Wie electrisirt sprang die alte Frau aus dem Bett, und in ein Paar vor demselben stehende Schuhe tretend, schüttelte sie ihre zerlumpten, unsaubern Röcke, die sich beim Liegen unter der Decke verschoben hatten. Mit zitternden Händen ergriff sie ein auf dem Fußende ihres Bettes liegendes Umschlagetuch, und ihren Oberkörper fest in dasselbe einhüllend, trat sie hastig neben ihren Sohn hin.

»Ich bin bereit,« flüstere sie geheimnißvoll, und ihr scheußlich verzerrtes Gesicht glühte gespenstisch im Schein der rothen Flammen, »ich bin bereit, und Du rührst Dich nicht von der Stelle?«

Beltram bohrte seine Blicke gleichsam in die Augen der Mutter; es war, als ob er dadurch einen bannenden Zauber auf sie ausgeübt hätte, denn sie schauderte, ohne die Kraft zu besitzen, den seltsamen Blicken auszuweichen.

»Du kennst meine Bedingung,« sprach er hohl und seine Stimme vorsichtig dämpfend, »Du folgst meinem Willen blindlings und greifst mir in keiner Weise vor.«

»Nur einen einzigen Thaler erlaube mir,« flehte die Mutter von den Leidenschaften der Habsucht und thierischer Unersättlichkeit bis auf die Grenze des Wahnsinns getrieben.

»Nicht einen Silbergroschen,« entschied Beltram, die Richtung seiner Blicke immer noch nicht ändernd.

»Wir haben heute noch nichts Warmes genossen, erbarme Dich daher.«

»Und müßten wir in dieser Stunde verhungern, würde ich dennoch sagen: Keinen Pfennig!
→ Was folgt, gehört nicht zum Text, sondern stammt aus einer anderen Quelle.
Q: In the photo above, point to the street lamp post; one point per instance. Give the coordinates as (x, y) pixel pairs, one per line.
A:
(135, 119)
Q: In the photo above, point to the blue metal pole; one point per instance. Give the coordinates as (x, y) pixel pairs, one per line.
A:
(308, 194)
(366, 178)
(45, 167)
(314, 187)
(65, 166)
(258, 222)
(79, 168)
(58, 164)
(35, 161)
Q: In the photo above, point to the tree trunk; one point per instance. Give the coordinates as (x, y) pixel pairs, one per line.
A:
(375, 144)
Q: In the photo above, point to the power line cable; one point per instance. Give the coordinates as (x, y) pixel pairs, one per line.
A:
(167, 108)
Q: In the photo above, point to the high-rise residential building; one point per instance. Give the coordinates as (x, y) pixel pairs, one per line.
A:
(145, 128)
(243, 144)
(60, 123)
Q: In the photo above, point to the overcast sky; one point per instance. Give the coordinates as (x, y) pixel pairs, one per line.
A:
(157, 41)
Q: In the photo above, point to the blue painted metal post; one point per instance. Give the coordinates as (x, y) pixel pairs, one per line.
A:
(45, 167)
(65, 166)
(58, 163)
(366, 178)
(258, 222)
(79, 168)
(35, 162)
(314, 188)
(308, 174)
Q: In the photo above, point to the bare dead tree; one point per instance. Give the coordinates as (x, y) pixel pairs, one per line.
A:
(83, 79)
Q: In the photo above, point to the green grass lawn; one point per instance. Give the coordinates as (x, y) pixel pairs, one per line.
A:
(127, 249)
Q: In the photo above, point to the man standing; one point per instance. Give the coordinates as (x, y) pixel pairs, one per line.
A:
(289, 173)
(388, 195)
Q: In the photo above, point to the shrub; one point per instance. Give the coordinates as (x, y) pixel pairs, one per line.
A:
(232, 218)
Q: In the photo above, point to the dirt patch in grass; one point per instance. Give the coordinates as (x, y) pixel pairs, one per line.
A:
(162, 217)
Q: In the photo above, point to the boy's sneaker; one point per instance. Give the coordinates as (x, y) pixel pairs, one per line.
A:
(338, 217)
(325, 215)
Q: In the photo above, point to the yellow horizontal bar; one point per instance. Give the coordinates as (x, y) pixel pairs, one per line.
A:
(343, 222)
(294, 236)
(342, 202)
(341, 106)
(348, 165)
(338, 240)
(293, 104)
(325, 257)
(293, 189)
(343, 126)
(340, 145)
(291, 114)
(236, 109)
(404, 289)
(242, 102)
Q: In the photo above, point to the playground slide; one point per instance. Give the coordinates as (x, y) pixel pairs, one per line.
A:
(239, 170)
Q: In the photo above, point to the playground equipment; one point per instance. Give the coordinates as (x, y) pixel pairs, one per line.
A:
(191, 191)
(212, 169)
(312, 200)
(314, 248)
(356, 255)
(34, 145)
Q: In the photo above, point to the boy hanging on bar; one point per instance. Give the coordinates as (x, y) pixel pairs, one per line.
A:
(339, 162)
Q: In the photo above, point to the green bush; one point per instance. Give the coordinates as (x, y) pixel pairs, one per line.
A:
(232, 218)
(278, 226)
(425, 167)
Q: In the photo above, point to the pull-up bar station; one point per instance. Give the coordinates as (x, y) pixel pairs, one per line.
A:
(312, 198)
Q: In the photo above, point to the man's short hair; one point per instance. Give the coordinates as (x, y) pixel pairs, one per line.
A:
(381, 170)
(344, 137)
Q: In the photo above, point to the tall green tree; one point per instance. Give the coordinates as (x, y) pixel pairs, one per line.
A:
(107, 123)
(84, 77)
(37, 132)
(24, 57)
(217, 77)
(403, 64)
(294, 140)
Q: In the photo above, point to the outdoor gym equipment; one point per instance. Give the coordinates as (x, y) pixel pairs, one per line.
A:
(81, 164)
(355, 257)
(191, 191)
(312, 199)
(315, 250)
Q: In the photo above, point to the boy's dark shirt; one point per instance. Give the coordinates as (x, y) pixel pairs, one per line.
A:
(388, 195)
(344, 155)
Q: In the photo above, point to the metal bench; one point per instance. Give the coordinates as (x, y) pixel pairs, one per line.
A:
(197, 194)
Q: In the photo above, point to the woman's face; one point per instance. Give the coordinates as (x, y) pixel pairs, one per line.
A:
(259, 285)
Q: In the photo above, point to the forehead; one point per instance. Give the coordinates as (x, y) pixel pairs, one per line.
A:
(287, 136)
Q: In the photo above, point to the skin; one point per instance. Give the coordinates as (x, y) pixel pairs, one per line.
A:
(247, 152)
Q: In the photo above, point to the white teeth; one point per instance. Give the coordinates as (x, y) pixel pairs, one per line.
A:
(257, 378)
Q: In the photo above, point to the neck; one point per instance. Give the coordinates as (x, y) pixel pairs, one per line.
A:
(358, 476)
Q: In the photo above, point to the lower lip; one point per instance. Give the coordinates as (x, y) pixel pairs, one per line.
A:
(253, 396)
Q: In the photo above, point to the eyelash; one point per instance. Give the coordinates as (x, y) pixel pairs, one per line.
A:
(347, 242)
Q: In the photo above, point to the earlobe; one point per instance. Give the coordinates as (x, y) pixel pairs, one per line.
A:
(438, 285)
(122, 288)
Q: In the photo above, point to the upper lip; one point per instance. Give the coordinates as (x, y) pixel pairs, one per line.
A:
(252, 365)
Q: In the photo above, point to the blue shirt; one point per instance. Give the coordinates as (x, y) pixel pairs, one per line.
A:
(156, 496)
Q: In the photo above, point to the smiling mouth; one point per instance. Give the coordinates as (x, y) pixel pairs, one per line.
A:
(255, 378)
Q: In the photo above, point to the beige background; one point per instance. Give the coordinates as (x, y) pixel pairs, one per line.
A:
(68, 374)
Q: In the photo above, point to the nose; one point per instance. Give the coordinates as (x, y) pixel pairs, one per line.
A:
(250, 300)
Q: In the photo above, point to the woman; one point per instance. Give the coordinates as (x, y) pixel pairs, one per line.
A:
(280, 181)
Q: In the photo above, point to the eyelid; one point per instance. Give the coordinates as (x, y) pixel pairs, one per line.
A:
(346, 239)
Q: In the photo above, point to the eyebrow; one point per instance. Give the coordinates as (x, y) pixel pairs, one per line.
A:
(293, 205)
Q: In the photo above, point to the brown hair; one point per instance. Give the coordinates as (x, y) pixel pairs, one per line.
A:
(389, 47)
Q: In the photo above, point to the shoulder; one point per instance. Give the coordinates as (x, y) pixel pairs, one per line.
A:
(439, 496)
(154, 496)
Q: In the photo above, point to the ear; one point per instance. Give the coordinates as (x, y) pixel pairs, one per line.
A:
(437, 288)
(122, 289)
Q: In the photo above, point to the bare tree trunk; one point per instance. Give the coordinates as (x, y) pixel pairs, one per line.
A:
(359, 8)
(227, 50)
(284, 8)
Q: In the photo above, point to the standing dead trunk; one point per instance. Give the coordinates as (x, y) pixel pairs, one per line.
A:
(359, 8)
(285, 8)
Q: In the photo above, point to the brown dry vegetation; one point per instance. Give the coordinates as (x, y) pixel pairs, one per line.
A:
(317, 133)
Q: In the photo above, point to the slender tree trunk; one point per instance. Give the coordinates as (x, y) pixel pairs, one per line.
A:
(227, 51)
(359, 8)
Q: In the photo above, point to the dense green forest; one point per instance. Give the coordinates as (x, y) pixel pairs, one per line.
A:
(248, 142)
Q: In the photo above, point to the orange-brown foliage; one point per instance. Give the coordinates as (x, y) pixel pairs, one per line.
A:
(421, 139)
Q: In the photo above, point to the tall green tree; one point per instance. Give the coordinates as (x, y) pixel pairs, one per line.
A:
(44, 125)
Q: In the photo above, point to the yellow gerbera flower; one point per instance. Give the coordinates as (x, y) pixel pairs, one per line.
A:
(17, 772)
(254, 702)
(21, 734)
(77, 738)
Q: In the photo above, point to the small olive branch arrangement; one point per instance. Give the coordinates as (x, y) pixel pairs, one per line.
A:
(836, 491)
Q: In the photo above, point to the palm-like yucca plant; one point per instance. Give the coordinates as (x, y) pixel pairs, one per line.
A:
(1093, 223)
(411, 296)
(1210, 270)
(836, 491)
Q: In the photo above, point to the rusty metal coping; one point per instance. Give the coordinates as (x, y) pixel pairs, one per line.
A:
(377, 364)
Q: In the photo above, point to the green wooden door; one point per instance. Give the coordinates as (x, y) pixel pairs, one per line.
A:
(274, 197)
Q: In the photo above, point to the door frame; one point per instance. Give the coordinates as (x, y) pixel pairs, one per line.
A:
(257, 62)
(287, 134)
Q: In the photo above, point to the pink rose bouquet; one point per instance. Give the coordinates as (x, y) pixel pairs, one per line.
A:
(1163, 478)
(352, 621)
Oder möchtest Du lieber, daß ich meine glänzenden Aussichten mit einem langjährigen Aufenthalt im Gefängniß vertauschte? Was ich will, weiß ich; anderer Leute Geheimnisse können ebenso gut meine Geheimnisse sein – aber Geld? Nein! Vielleicht später; schon einmal habe ich mich auf Deinen Rath in's Unglück gestürzt, und außerdem giebt's da, wohin ich gehe, kein baares Geld.«

»Doch, doch, ich weiß es,« lispelte die Mutter, unfähig, ihre Gier zu bezähmen, und schmeichelnd fuhr ihre Hand über das eigentümlich trockne Haar ihres Sohnes, »Du hast's selbst gesagt, die kleine Geschäftskasse ist nie ganz leer; es bedarf nur des Zulangens, und wir können morgen leben, wie die Könige, und merken kann's Niemand, wenn Du dabei recht bescheiden – nein, bescheiden nicht, ich meine, recht vorsichtig zu Werke gehst.«

Sie schwieg bebend; die Hand glitt von dem gedörrten Haar, ihre Gestalt schien sich zu verkleinern unter dem starren Blick aus den grünlichen, roth eingerahmten Augen.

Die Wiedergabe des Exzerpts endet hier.